Using XML as data storage

Question

I was thinking about the XML format and the following quote:

“XML is not a database. It was never meant to be a database. It is never going to be a database. Relational databases are proven technology with more than 20 years of implementation experience. They are solid, stable, useful products. They are not going away. XML is a very useful technology for moving data between different databases or between databases and other programs. However, it is not itself a database. Don't use it like one.“ -Effective XML: 50 Specific Ways to Improve Your XML by Elliotte Rusty Harold (page 230, Part 4, Item 41, 2nd paragraph)

This seems to really stress that XML should not be used for data storage and should only be used for program to program interoperability.

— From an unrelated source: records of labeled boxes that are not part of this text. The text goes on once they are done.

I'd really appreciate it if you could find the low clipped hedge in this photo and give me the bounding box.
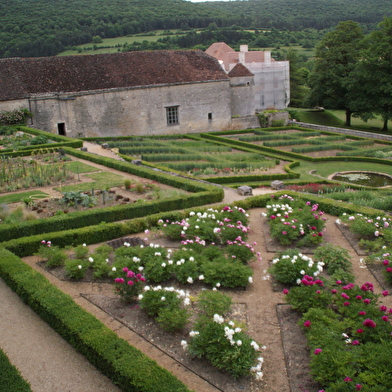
[0,248,189,392]
[0,350,31,392]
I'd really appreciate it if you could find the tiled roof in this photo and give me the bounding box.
[227,63,254,78]
[0,50,228,100]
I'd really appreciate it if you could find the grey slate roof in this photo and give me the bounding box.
[0,50,228,101]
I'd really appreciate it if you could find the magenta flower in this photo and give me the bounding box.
[363,319,377,328]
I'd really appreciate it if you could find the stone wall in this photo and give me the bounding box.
[30,80,231,137]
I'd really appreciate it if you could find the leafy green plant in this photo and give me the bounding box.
[36,240,68,268]
[269,249,324,285]
[114,267,146,302]
[64,259,89,280]
[314,243,352,275]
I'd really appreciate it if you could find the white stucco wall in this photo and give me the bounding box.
[30,80,231,137]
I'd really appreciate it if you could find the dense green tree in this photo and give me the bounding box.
[351,18,392,131]
[309,21,364,126]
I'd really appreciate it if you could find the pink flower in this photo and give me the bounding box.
[363,319,377,328]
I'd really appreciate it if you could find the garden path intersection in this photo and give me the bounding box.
[0,139,392,392]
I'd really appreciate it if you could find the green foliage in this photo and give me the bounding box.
[197,290,232,318]
[64,259,89,280]
[36,240,68,268]
[0,350,31,392]
[314,243,352,275]
[269,249,323,285]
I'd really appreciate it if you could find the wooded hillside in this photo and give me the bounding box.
[0,0,392,57]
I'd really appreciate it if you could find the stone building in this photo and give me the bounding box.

Personally, I disagree and .NET's app.config file that's used to store a program's settings is an example of data storage in an XML file. However for databases rather than configurations etc XML should not be used.

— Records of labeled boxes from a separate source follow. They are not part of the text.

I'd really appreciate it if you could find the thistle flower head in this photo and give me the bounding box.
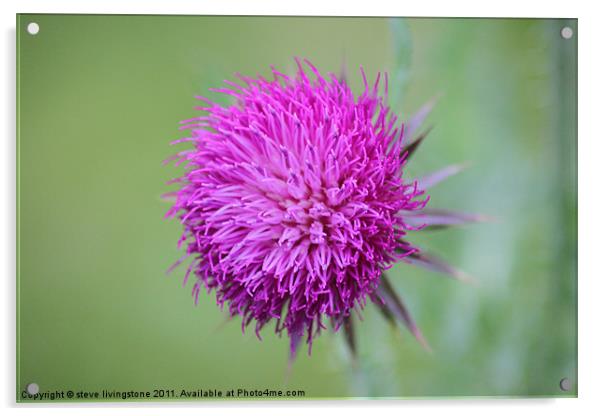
[168,60,474,355]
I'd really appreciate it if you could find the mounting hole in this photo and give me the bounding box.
[559,377,571,391]
[27,383,40,395]
[27,22,40,35]
[560,26,573,39]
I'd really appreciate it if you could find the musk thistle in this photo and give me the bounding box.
[167,59,476,357]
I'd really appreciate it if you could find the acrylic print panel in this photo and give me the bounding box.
[16,14,578,402]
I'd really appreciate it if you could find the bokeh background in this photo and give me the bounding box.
[17,15,577,400]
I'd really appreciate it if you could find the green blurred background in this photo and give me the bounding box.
[17,15,577,400]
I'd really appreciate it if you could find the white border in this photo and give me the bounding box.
[0,0,602,416]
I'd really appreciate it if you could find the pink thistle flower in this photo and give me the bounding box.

To develop my point, I will use two examples:
A) Data about customers with fields that are all on one level i.e. there are a number of fields all relating to one customer with no children
B) Data about configuration of an application where nested fields and properties make a lot of sense

So my question is, Is this still a valid statement and is it now acceptable to store data using XML?

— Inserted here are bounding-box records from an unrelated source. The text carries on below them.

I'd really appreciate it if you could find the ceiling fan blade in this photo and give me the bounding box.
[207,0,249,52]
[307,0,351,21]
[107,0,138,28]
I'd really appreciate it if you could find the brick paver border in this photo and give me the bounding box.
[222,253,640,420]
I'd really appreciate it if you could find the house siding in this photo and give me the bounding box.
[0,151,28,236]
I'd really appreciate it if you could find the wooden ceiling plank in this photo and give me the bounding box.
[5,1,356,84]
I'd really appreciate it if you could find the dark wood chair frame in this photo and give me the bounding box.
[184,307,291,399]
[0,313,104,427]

EDIT: I've sent an email to the author of that quote to ask for his input/extra context.

A database is not about storing data but getting data on a given criteria. XML does simply not scale - try manipulating a 100 GB XML file with the data you describe. — user1249, Aug 31 '12 at 6:15
The question is unclear. Are you asking about storing data in an XML file instead of a DB or storing data inside a DB but as XML type. Further muddying is the example of .net config file as I don't see it as data storage. — Pratik, Aug 31 '12 at 10:02
No one has mentioned yet that no data storage format by itself is a database. A database includes a storage format and a retrieval mechanism. XML is not a retrieval mechanism, so it cannot be a database. XML also happens to be a terrible storage format for more than maybe 1MB of data. — GlenPeterson, Sep 5 '12 at 14:28

tdammers · Accepted Answer · 2012-08-31 09:39:12Z

This quote is not about using XML as a storage format in general (for which it is fine, depending on the requirements), but for database-type storage.

When people talk about databases, they usually mean storage systems that store huge quantities of data, often in the gigabyte or terabyte range. A database is potentially much larger than the amount of available RAM on the server that stores it. Since nobody ever needs all the data in a database at once, databases should be optimized for fast retrieval of selective subsets of their data: this is what the SELECT statement is for, and relational databases as well as NoSQL solutions optimize their internal storage format for fast retrieval of such subsets.

XML, however, doesn't really fit these requirements. Due to its nested tag structure, it is impossible to determine where in the file a certain value is stored (in terms of a byte offset into a file) without walking the entire document tree, at least up to the match. A relational database has indexes, and looking up a value in an index, even with a primitive binary-search implementation, is a single O(log n) lookup, and then getting to the actual values is nothing but a file-seek (e.g. fseek(data_file_handle, row_index * row_size)), which is O(1). In an XML file, the most efficient way is to run a SAX parser over your document, doing an awful lot of reads and seeks before you get to your actual data; you can hardly get this any better than O(n), unless you use indexes, but then, you'd have to rebuild the entire index for every insertion (see below).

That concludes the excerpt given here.